WS: Most of the Supreme Court clerks stayed in D.C. to work for firms with a Supreme Court practice. But I was more drawn to private law than public law, and I found corporate law particularly interesting. During my clerkships I always volunteered for the commercial cases, the contract and fiduciary cases. For that kind of practice, New York made more sense than Washington.
What was less clear was the choice between a transactional practice and litigation. At the end, I really like reading cases and mixing and matching arguments from different lines of cases and different branches of the law. And I found more of that in litigation. But in a sense, my practice in corporate governance and merger litigation straddles the line between litigation and corporate. And our firm recognizes how thin the membrane can be between corporate and litigation, and ensures that our matters are handled on a task-force basis that involves all the relevant legal disciplines.
LD: For at least the past decade, maybe more, Wachtell has been on the front lines of the evolution of stockholder litigation. From inventing and defending the poison pill, you now are ground zero for the “every-deal-begets-a-lawsuit – maybe two!” era. And, as a firm, you and your partners are passionate and prolific writers about your views on activism and corporate governance.
WS: The world certainly has changed when it comes to the volume of deal litigation. Not that long ago, merger litigation was occasional. Squeeze-out deals drew litigation; and there might be a suit to challenge a manifestly deficient proxy statement. But deal litigation was the exception not the rule.
Now we see a lawsuit on every deal – and often more than one in more than one place. But I think the pendulum may be shifting back. My guess is when they do the data for 2015 we’ll see a downtick in the frequency of merger litigation.
LD: What are some of the factors contributing to a shift?
WS: The advent and clear judicial acceptance of forum selection bylaws makes multijurisdictional litigation difficult and will disincentivize duplicative lawsuits. We are also seeing greater judicial receptivity to motions to dismiss fiduciary cases where the pleadings don’t disclose a real factual basis for suit. There have been a number of dismissals, in Delaware and elsewhere, confirming the importance of weeding out non-meritorious cases early, before discovery costs mount. The courts are also turning up the pressure on the settlement process to ensure that settlements are substantive and fair.

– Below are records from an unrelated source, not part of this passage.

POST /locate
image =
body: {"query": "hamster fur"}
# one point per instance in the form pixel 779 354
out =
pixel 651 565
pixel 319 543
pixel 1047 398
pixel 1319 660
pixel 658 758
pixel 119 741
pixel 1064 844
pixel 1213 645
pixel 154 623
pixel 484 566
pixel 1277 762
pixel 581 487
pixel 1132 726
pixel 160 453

That trend should also reduce meritless filings.
LD: Let’s talk a little about the Wachtell way, which strikes me as being deeply thoughtful about your clients’ business on the highest levels.

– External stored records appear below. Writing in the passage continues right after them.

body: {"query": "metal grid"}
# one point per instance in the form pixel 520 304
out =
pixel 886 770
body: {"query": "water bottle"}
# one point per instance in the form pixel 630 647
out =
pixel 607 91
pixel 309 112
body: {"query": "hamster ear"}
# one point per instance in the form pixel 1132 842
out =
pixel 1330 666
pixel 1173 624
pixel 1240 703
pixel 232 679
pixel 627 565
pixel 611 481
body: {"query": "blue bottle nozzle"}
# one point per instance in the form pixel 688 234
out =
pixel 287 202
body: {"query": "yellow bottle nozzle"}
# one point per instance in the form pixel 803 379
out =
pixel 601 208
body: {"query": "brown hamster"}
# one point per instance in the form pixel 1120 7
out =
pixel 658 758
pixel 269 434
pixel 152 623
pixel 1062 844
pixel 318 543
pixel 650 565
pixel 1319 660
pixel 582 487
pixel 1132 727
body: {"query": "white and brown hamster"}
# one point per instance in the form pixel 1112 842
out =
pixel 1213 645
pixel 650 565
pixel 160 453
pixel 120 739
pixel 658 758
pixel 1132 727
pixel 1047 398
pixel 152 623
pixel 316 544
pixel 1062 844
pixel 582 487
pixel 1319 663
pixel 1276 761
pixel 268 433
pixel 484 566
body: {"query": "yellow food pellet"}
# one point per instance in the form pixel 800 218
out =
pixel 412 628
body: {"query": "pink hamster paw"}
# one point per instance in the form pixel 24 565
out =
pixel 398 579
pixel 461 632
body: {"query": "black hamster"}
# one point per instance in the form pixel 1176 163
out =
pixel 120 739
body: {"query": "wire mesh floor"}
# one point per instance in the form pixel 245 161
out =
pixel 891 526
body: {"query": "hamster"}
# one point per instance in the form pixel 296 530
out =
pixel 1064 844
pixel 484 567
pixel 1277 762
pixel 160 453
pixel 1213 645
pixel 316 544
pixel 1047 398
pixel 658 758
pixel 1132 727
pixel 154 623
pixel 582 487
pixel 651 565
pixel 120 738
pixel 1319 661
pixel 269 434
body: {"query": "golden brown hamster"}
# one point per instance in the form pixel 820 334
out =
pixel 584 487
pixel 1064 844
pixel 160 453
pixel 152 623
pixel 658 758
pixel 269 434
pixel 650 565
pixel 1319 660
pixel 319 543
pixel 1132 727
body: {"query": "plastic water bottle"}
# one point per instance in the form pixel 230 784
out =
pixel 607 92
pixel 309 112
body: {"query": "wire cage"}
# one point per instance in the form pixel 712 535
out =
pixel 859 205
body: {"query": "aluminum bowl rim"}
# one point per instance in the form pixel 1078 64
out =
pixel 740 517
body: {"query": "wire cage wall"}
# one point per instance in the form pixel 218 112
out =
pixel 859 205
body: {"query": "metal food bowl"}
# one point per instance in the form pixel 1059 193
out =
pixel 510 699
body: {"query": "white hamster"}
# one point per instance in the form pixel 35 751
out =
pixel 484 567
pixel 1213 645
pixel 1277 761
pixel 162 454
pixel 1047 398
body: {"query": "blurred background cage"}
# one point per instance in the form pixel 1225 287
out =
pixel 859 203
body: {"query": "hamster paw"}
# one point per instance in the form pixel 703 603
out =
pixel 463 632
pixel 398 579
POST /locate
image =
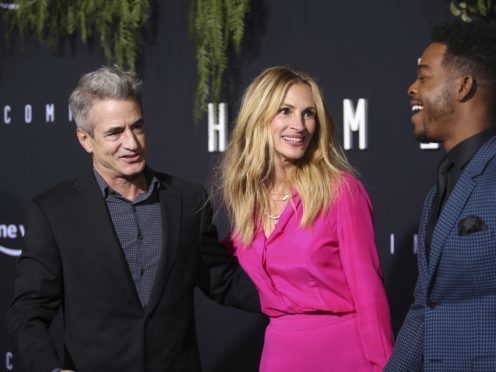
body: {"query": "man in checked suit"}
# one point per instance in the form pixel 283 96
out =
pixel 451 326
pixel 119 250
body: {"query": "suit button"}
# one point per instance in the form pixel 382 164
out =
pixel 432 304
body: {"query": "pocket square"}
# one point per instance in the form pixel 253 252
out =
pixel 470 225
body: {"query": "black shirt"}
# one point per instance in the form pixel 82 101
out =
pixel 460 156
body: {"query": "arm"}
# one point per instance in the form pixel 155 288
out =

WS: We are taught from day one to think in a holistic way about our clients. No matter what the lawsuit or transaction, we make it a priority to bring detailed knowledge of the objectives of the company, and the people who comprise it, and the whole range of business and legal risks they face. We like to think of clients as partners, and for the long haul. With that philosophy, we’ve been able to develop many very close advisory relationships. There’s nothing more gratifying in the practice of law.
Another distinctive aspect of the firm is that it always encourages its lawyers to think beyond the case and to think about the law and its development, and to try out new theories, new deal structures and new arguments. Our founding partners imbued the place with a spirit of innovation, and it carries through everything we do. Not once since the day I showed up have I been discouraged from teaching or writing or pursuing a new solution to a client problem or rethinking an issue from the ground up. We’re a law firm of course, but we’re also a kind of think tank on corporate governance and corporate law. And we remain true to the vision Marty [Lipton] and Herb [Wachtell] articulated when they hung out their shingle: to bring together a small group of deeply committed people who would practice law with maximum intensity and at the highest level. It’s a privilege to be a part of it.
LD: What do you do when you’re not working?
WS: Objection, foundation! But seriously, I have a wonderful family and I spend every minute with them that I can.